Chronische Krankheiten für 75 Prozent der Todesfälle verantwortlich

Die menschliche Gesundheit beruht auf der Gesundheit unserer Umwelt. Für niemanden ist das offensichtlicher als für Inselbewohner:innen.

Wir beobachten hier eine Kombination von Klimawandel und nichtübertragbaren Krankheiten wie nirgendwo anders.

Dr. Lachlan McIver, Berater für tropische Krankheiten und planetare Gesundheit

Für Dr. McIver sind die kleinen Inselstaaten der sprichwörtliche Kanarienvogel in der Kohlenzeche des Klimawandels.

75 Prozent der Todesfälle in der Pazifikregion sind auf nichtübertragbare Krankheiten zurückzuführen. Diese sind inzwischen als Hauptgrund für die Gesundheitsprobleme in Kiribati anerkannt.
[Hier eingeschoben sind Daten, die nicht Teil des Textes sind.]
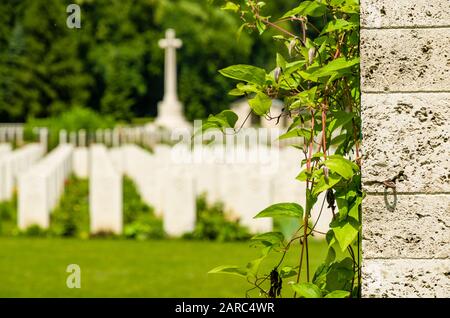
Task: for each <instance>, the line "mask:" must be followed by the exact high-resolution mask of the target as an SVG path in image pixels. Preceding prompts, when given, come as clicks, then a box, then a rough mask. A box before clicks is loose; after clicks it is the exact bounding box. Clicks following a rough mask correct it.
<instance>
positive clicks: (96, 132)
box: [59, 126, 169, 147]
mask: <svg viewBox="0 0 450 318" xmlns="http://www.w3.org/2000/svg"><path fill="white" fill-rule="evenodd" d="M162 135H163V132H159V131H158V130H153V129H151V128H146V127H143V126H137V127H117V128H114V129H97V130H96V131H95V132H93V133H88V132H86V130H83V129H81V130H78V131H70V132H68V131H67V130H64V129H63V130H60V131H59V143H60V144H67V143H70V144H72V145H73V146H78V147H86V146H89V145H90V144H94V143H96V144H100V143H101V144H104V145H106V146H108V147H119V146H120V145H122V144H128V143H135V144H140V145H144V146H147V147H151V146H152V145H154V144H156V143H157V142H158V141H159V140H161V139H163V137H162ZM167 138H169V137H168V136H167Z"/></svg>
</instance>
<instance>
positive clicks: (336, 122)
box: [327, 110, 355, 133]
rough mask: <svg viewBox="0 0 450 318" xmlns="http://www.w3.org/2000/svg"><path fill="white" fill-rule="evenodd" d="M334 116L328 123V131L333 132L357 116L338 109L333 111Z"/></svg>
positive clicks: (332, 113)
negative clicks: (329, 121)
mask: <svg viewBox="0 0 450 318" xmlns="http://www.w3.org/2000/svg"><path fill="white" fill-rule="evenodd" d="M332 117H333V119H332V120H331V122H330V123H329V124H328V127H327V131H328V133H332V132H333V131H335V130H336V129H337V128H339V127H341V126H345V125H346V124H347V123H349V122H350V121H351V120H352V119H353V118H354V117H355V114H354V113H348V112H345V111H341V110H338V111H333V112H332Z"/></svg>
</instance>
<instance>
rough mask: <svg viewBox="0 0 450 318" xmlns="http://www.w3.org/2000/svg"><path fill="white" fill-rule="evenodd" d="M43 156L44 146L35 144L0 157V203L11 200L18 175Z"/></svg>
mask: <svg viewBox="0 0 450 318" xmlns="http://www.w3.org/2000/svg"><path fill="white" fill-rule="evenodd" d="M6 148H9V149H10V147H6ZM44 154H45V149H44V146H43V145H42V144H37V143H36V144H28V145H26V146H23V147H22V148H19V149H17V150H14V151H4V152H3V154H2V155H0V201H6V200H11V199H12V197H13V193H14V188H15V187H16V185H17V179H18V177H19V174H21V173H23V172H25V171H27V170H28V169H30V168H31V167H32V166H33V164H34V163H36V162H37V161H38V160H39V159H40V158H42V156H44Z"/></svg>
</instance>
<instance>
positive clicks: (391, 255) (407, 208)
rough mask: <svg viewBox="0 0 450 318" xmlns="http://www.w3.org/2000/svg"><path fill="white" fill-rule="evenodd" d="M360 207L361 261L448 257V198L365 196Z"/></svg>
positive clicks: (448, 245)
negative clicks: (360, 222)
mask: <svg viewBox="0 0 450 318" xmlns="http://www.w3.org/2000/svg"><path fill="white" fill-rule="evenodd" d="M385 200H387V201H388V204H389V205H391V206H394V204H395V208H393V209H392V208H387V207H386V202H385ZM395 200H396V201H397V202H396V203H395ZM363 207H364V210H363V248H362V250H363V255H364V257H365V258H445V257H446V258H450V195H397V198H396V199H395V198H394V196H393V195H392V194H389V195H388V196H387V197H384V196H383V195H376V196H375V195H369V196H367V197H366V198H365V199H364V202H363Z"/></svg>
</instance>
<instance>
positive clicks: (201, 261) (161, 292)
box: [0, 237, 326, 297]
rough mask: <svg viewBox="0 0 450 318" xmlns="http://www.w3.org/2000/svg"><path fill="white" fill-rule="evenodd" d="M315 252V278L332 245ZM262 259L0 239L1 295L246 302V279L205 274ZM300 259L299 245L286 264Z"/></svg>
mask: <svg viewBox="0 0 450 318" xmlns="http://www.w3.org/2000/svg"><path fill="white" fill-rule="evenodd" d="M309 251H310V260H311V263H312V273H313V271H314V270H315V268H316V267H317V266H318V265H319V263H320V262H321V260H323V258H324V257H325V254H326V243H325V242H319V241H312V242H311V246H310V250H309ZM258 253H259V251H258V250H257V249H255V248H251V247H249V244H248V243H216V242H199V241H182V240H161V241H127V240H112V239H104V240H100V239H98V240H93V239H91V240H79V239H56V238H50V239H49V238H47V239H46V238H21V237H16V238H5V237H0V297H245V291H246V290H247V289H248V288H249V287H250V285H249V284H248V283H247V282H245V280H244V279H242V278H240V277H237V276H230V275H223V274H207V272H208V271H209V270H210V269H212V268H214V267H216V266H218V265H234V264H235V265H245V264H246V262H247V261H249V260H252V259H255V258H257V257H258V255H259V254H258ZM298 253H299V249H298V246H293V251H292V253H289V254H288V255H287V262H286V265H294V264H296V263H297V260H298V255H299V254H298ZM277 260H278V257H277V258H271V259H268V260H267V261H266V262H265V263H264V264H263V266H264V268H265V269H266V270H269V269H270V268H272V267H273V266H274V264H275V263H276V262H277ZM69 264H78V265H80V267H81V288H80V289H69V288H67V287H66V279H67V277H68V275H69V274H68V273H66V268H67V266H68V265H69ZM311 275H312V274H311ZM286 285H287V284H286ZM286 285H285V287H286V289H287V290H288V289H290V287H288V286H286ZM253 295H254V296H257V295H256V294H253ZM287 295H288V296H292V295H291V292H290V291H289V293H288V294H287Z"/></svg>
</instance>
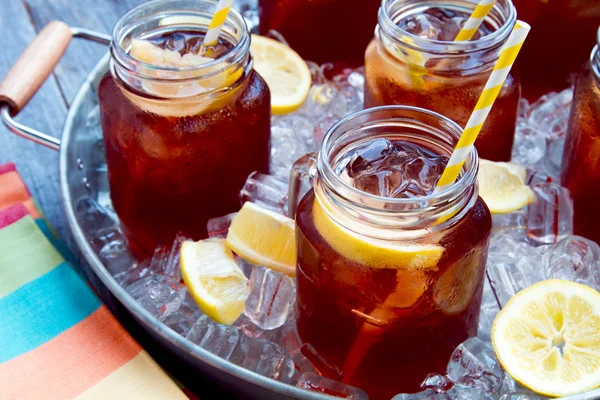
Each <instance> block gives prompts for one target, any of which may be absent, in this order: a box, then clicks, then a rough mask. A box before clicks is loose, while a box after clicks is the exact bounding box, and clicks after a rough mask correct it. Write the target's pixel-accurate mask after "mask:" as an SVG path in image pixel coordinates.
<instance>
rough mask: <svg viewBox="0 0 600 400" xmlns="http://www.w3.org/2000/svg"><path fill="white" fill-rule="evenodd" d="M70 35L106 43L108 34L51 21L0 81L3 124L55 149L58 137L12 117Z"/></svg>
mask: <svg viewBox="0 0 600 400" xmlns="http://www.w3.org/2000/svg"><path fill="white" fill-rule="evenodd" d="M74 36H78V37H82V38H85V39H89V40H93V41H96V42H100V43H105V44H109V43H110V37H109V36H106V35H102V34H98V33H96V32H92V31H89V30H87V29H80V28H69V26H68V25H66V24H65V23H63V22H60V21H52V22H50V23H49V24H48V25H46V27H45V28H44V29H42V30H41V31H40V33H39V34H38V35H37V37H36V38H35V39H34V40H33V42H31V44H29V46H27V48H26V49H25V51H24V52H23V53H22V54H21V56H20V57H19V58H18V60H17V61H16V62H15V64H14V65H13V67H12V68H11V69H10V71H8V73H7V74H6V76H5V77H4V79H3V80H2V82H0V105H1V109H0V114H1V116H2V119H3V121H4V123H5V124H6V126H7V127H8V128H9V129H10V130H11V131H12V132H13V133H15V134H17V135H19V136H22V137H24V138H26V139H29V140H32V141H34V142H36V143H39V144H42V145H44V146H47V147H50V148H52V149H55V150H58V148H59V147H60V140H59V139H57V138H55V137H52V136H49V135H46V134H44V133H41V132H38V131H36V130H34V129H31V128H29V127H27V126H25V125H22V124H19V123H18V122H16V121H15V120H14V119H13V118H12V116H13V115H16V114H18V113H19V111H21V110H22V109H23V107H24V106H25V105H26V104H27V102H29V100H30V99H31V98H32V97H33V95H34V94H35V93H36V92H37V91H38V89H39V88H40V87H41V86H42V84H43V83H44V81H45V80H46V79H47V78H48V76H49V75H50V74H51V73H52V70H53V69H54V67H55V66H56V64H57V63H58V61H59V60H60V58H61V57H62V55H63V54H64V52H65V50H66V49H67V46H68V45H69V43H70V42H71V38H72V37H74Z"/></svg>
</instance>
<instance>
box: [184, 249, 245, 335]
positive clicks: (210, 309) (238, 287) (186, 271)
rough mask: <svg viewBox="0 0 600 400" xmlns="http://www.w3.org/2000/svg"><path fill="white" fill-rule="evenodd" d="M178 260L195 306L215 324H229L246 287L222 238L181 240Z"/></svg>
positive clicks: (234, 320) (234, 262)
mask: <svg viewBox="0 0 600 400" xmlns="http://www.w3.org/2000/svg"><path fill="white" fill-rule="evenodd" d="M180 260H181V275H182V276H183V280H184V282H185V284H186V286H187V288H188V290H189V291H190V294H191V295H192V297H193V298H194V300H195V301H196V303H198V307H200V309H201V310H202V311H203V312H204V313H205V314H206V315H208V316H209V317H211V318H212V319H214V320H215V321H217V322H218V323H221V324H227V325H231V324H233V323H234V322H235V321H236V320H237V319H238V318H239V316H240V315H241V314H242V311H244V305H245V304H246V299H247V298H248V295H249V289H248V279H247V278H246V277H245V276H244V273H243V272H242V271H241V270H240V269H239V268H238V266H237V264H236V263H235V260H234V259H233V253H232V252H231V250H229V249H228V248H227V247H226V246H225V240H223V239H207V240H201V241H199V242H192V241H187V242H184V243H183V245H182V246H181V258H180Z"/></svg>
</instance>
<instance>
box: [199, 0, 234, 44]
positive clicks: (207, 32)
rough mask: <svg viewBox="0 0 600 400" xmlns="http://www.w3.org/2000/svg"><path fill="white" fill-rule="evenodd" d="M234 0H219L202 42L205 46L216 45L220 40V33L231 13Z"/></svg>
mask: <svg viewBox="0 0 600 400" xmlns="http://www.w3.org/2000/svg"><path fill="white" fill-rule="evenodd" d="M232 2H233V0H219V4H218V5H217V9H216V11H215V14H214V15H213V19H212V20H211V21H210V25H209V27H208V30H207V31H206V36H204V41H203V42H202V47H203V48H204V47H207V46H214V45H215V44H217V42H218V41H219V35H220V34H221V29H222V28H223V24H224V23H225V20H226V19H227V14H229V10H230V9H231V3H232Z"/></svg>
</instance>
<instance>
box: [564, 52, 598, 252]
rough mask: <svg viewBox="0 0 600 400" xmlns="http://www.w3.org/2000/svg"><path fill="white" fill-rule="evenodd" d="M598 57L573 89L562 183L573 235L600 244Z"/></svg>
mask: <svg viewBox="0 0 600 400" xmlns="http://www.w3.org/2000/svg"><path fill="white" fill-rule="evenodd" d="M599 85H600V55H599V54H598V48H597V47H596V48H595V49H594V52H593V54H592V59H591V62H590V63H588V64H586V65H585V67H584V68H583V70H582V71H581V73H580V75H579V77H578V79H577V83H576V86H575V96H574V98H573V109H572V110H571V118H570V121H569V130H568V134H567V141H566V145H565V153H564V158H563V171H562V184H563V185H564V186H566V187H567V188H569V190H570V191H571V194H572V195H573V205H574V206H575V216H574V221H573V222H574V230H575V233H576V234H578V235H581V236H585V237H587V238H589V239H592V240H594V241H596V242H598V243H600V214H599V213H598V195H599V194H600V86H599Z"/></svg>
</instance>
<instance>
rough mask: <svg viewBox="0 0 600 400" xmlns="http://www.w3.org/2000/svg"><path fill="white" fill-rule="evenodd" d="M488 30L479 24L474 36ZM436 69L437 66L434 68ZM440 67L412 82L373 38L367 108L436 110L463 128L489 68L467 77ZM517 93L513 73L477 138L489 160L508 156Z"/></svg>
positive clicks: (402, 67) (485, 34) (465, 123)
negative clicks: (415, 81) (437, 69)
mask: <svg viewBox="0 0 600 400" xmlns="http://www.w3.org/2000/svg"><path fill="white" fill-rule="evenodd" d="M431 12H432V13H434V14H436V15H438V16H439V18H438V19H440V20H447V19H448V18H450V17H451V18H456V14H457V13H456V12H455V11H444V10H440V9H437V8H436V9H433V11H431ZM439 14H441V15H439ZM444 15H445V17H444ZM442 17H443V18H442ZM414 18H415V17H410V18H407V19H410V20H412V19H414ZM436 18H437V17H436ZM461 18H462V17H461ZM409 22H410V21H400V25H401V26H408V25H411V26H412V25H414V24H409ZM413 28H414V32H419V31H420V29H419V28H416V27H413ZM444 29H446V28H444ZM457 29H458V28H454V29H453V30H451V31H449V32H450V33H447V34H446V33H440V36H439V38H442V39H443V38H444V37H445V36H443V35H448V36H447V37H446V38H449V37H455V33H454V32H455V31H456V30H457ZM491 30H492V28H491V27H489V26H487V25H485V24H483V25H482V27H481V28H480V30H479V33H478V35H479V36H482V35H487V34H489V32H490V31H491ZM440 32H442V31H440ZM456 33H458V32H456ZM437 37H438V36H436V38H437ZM436 40H437V39H436ZM444 40H445V39H444ZM436 68H438V67H434V69H436ZM442 70H443V68H442V69H441V70H439V71H438V70H437V69H436V70H435V71H432V70H427V72H424V73H423V74H422V75H421V77H420V82H421V84H416V83H415V82H414V80H415V79H414V77H411V75H410V74H411V72H410V70H409V67H408V65H407V64H406V63H404V62H402V61H400V60H398V59H397V58H396V57H395V56H393V55H392V54H390V53H389V52H388V51H387V49H385V48H384V47H383V46H382V45H381V44H380V43H378V42H377V41H375V40H374V41H372V42H371V44H370V45H369V47H368V48H367V51H366V54H365V74H366V76H365V78H366V83H365V107H375V106H383V105H394V104H399V105H410V106H415V107H421V108H425V109H427V110H432V111H435V112H438V113H440V114H442V115H444V116H446V117H448V118H450V119H452V120H454V121H455V122H457V123H458V124H459V125H461V126H462V127H464V126H466V124H467V121H468V120H469V117H470V116H471V114H472V112H473V109H474V108H475V105H476V104H477V101H478V99H479V96H480V95H481V92H482V91H483V88H484V87H485V84H486V82H487V80H488V78H489V76H490V74H491V69H489V70H487V71H482V72H479V73H470V75H468V76H463V75H460V72H458V73H457V74H456V75H450V73H448V72H443V71H442ZM417 79H419V78H417ZM520 96H521V87H520V81H519V79H518V76H517V75H515V74H514V73H513V72H511V74H510V75H509V76H508V77H507V79H506V81H505V83H504V86H503V88H502V90H501V91H500V94H499V95H498V98H497V99H496V101H495V103H494V106H493V107H492V110H491V111H490V114H489V116H488V117H487V119H486V121H485V124H484V126H483V128H482V130H481V132H480V134H479V136H478V138H477V141H476V142H475V146H476V147H477V152H478V153H479V156H480V157H482V158H485V159H488V160H493V161H509V160H510V158H511V153H512V145H513V140H514V133H515V126H516V123H517V112H518V105H519V99H520Z"/></svg>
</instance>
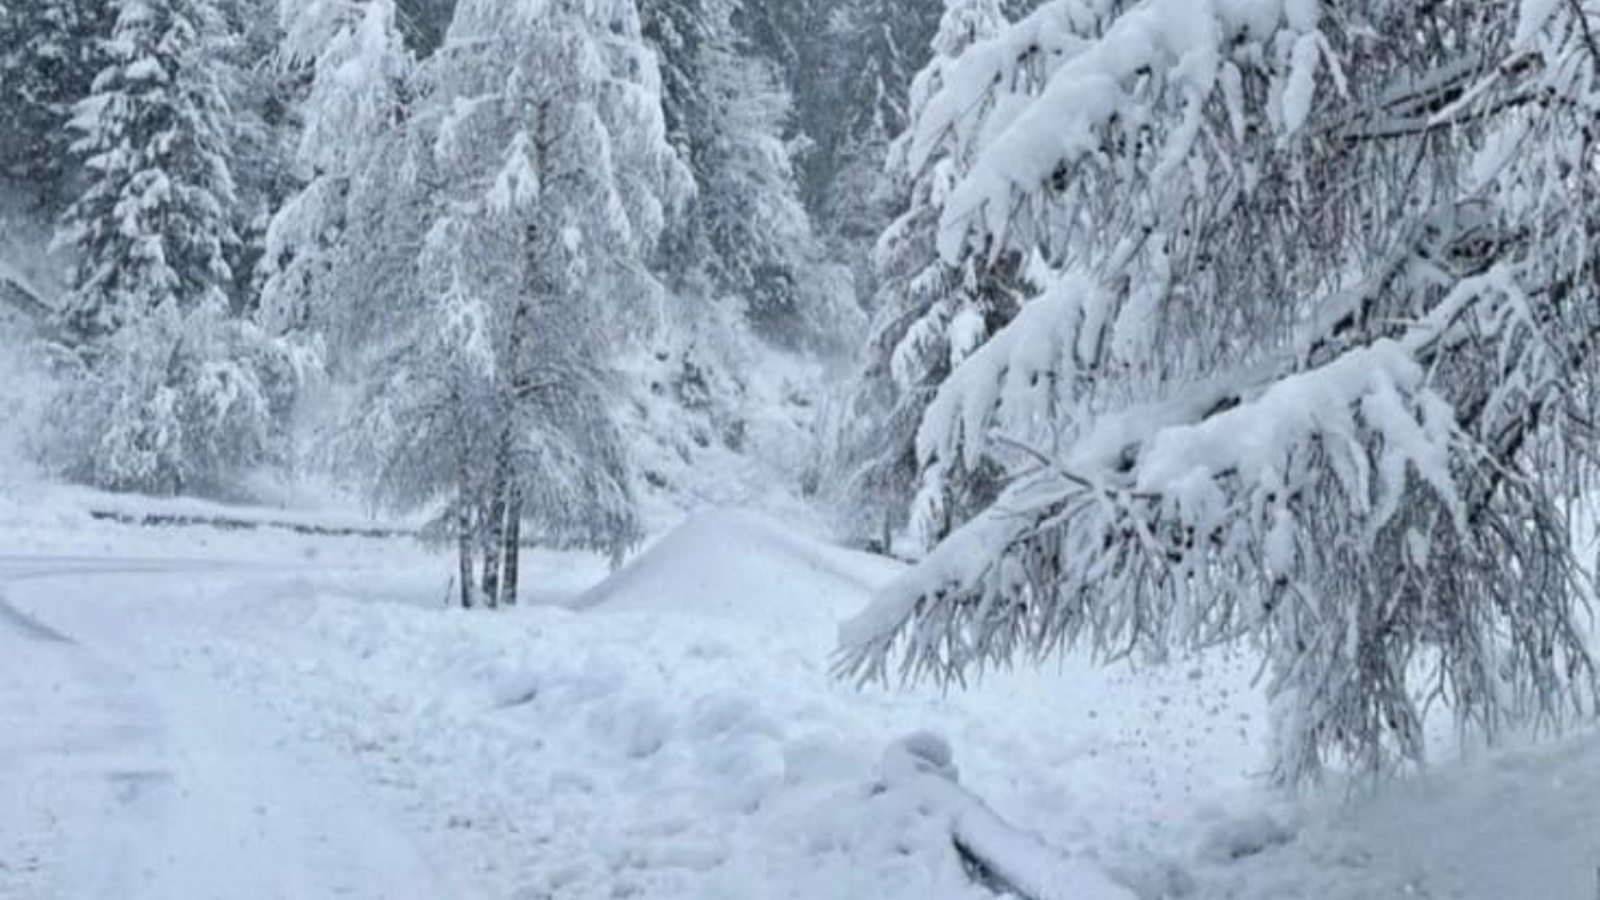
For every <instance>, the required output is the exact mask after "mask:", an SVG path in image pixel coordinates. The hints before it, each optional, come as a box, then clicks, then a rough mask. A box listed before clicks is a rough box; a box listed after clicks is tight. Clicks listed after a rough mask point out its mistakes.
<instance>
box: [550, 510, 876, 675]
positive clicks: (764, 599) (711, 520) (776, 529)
mask: <svg viewBox="0 0 1600 900" xmlns="http://www.w3.org/2000/svg"><path fill="white" fill-rule="evenodd" d="M899 570H901V565H899V564H896V562H893V560H888V559H883V557H877V556H869V554H861V552H853V551H846V549H842V548H835V546H829V544H824V543H818V541H810V540H806V538H802V536H797V535H794V533H790V532H787V530H786V528H784V525H781V524H778V522H773V520H771V519H766V517H763V516H758V514H755V512H746V511H738V509H715V511H709V512H701V514H698V516H694V517H691V519H688V520H686V522H685V524H683V525H680V527H678V528H677V530H674V532H670V533H669V535H666V536H664V538H661V540H659V541H656V543H654V544H653V546H651V548H650V549H646V551H645V552H643V554H640V556H638V557H637V559H635V560H634V562H630V564H629V565H627V567H624V569H622V570H621V572H618V573H616V575H613V577H611V578H608V580H605V581H603V583H600V585H597V586H595V588H592V589H590V591H587V593H586V594H582V596H579V597H578V599H576V601H574V602H573V607H574V609H581V610H606V612H651V613H683V615H693V617H706V615H710V617H718V618H731V620H742V621H752V623H758V625H763V626H781V628H786V629H787V628H794V629H802V631H805V633H806V636H808V637H811V636H813V634H814V637H818V639H819V641H826V642H827V644H829V645H832V641H834V637H835V634H837V625H838V621H840V620H843V618H848V617H851V615H854V613H856V612H859V610H861V609H862V607H866V604H867V601H869V599H870V596H872V593H874V591H875V589H877V588H878V586H882V585H883V583H886V581H888V580H890V578H893V577H894V575H896V573H898V572H899Z"/></svg>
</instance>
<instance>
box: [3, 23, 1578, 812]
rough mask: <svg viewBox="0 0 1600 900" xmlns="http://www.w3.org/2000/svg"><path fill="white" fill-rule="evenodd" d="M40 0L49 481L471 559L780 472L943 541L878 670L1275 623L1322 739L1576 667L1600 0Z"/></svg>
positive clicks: (1404, 755)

In dem Archipel leiden viele Menschen unter Diabetes, und die Zahl der Betroffenen steigt: 44 Prozent der Frauen zwischen 45 und 69 Jahren haben Diabetes. Neben der ungesunden Ernährung spielen Bluthochdruck, mangelnde Bewegung und Rauchen dabei eine wichtige Rolle.

«Diabetes ist besonders besorgniserregend bei schwangeren Frauen, da die Krankheit ein hohes Risiko für Mütter und Babys darstellt. Sie benötigen vor, während und nach der Geburt Zugang zu einer spezialisierten Versorgung», erklärt Sandra Sedlmaier-Ouattara, Hebamme und medizinische Expertin unseres Projekts in Kiribati.

Schulungen für Geburtshilfepersonal

Die Arbeit von Ärzte ohne Grenzen in Kiribati zielte ursprünglich darauf ab, die Erkennung und Behandlung von Diabetes und Bluthochdruck im Zusammenhang mit der Mutter-Kind-Gesundheit auf den südlichen Gilbert-Inseln in Nord-Tabiteuea zu verbessern. Derzeit haben alle Frauen mit einer Risikoschwangerschaft auf den äusseren Inseln nur begrenzten Zugang zu weiterführender Gesundheitsversorgung. So müssen sie ihre Familien zurücklassen, um in die Hauptstadt Tarawa geflogen zu werden, wo sie bis zur Entbindung und bei Bedarf auch danach fachärztlich betreut werden.

Unsere Aktivitäten in den Kliniken umfassen die allgemeine Verbesserung der pränatalen Versorgung, mit einem zusätzlichen Schwerpunkt auf der Früherkennung von Diabetes und Bluthochdruck. Ausserdem unterstützen wir Entbindungen und die Säuglingsversorgung im Spital Southern Kiribati.

Unsere Tätigkeiten konzentrieren sich auf Schulungen und Mentoring der Geburtshelfer:innen, Pflegefachpersonen und Ärzt:innen.

Sedlmaier-Ouattara, Hebamme und medizinische Expertin

Weitere Aktivitäten zielen darauf ab, die Versorgung von Neugeborenen in den ersten 24 Lebensstunden zu verbessern. Dazu wird das Gesundheitspersonal in Tabiteuea North und Tarawa im Rahmen des universellen Programms Helping Babies Breathe sowie im Fallmanagement geschult.

Ärzte ohne Grenzen wird zudem die Modernisierung der Infrastruktur des Spitals in Tabiteuea North unterstützen, unter anderem durch die Bereitstellung von erneuerbaren Energien, sauberem Wasser und Abfallmanagement. Durch die verbesserte Infrastruktur sollen Überweisungen ins Spital gefördert und chirurgische Kapazitäten ausgebaut werden.

Die Pazifikinseln gehören zu den am stärksten vom Klimawandel betroffenen Orten der Erde. In Kiribati sind für die ganze Welt die direkten Auswirkungen des Klimawandels sichtbar. Wir müssen daher gemeinsam für die Gesundheit unseres Planeten und aller Menschen handeln.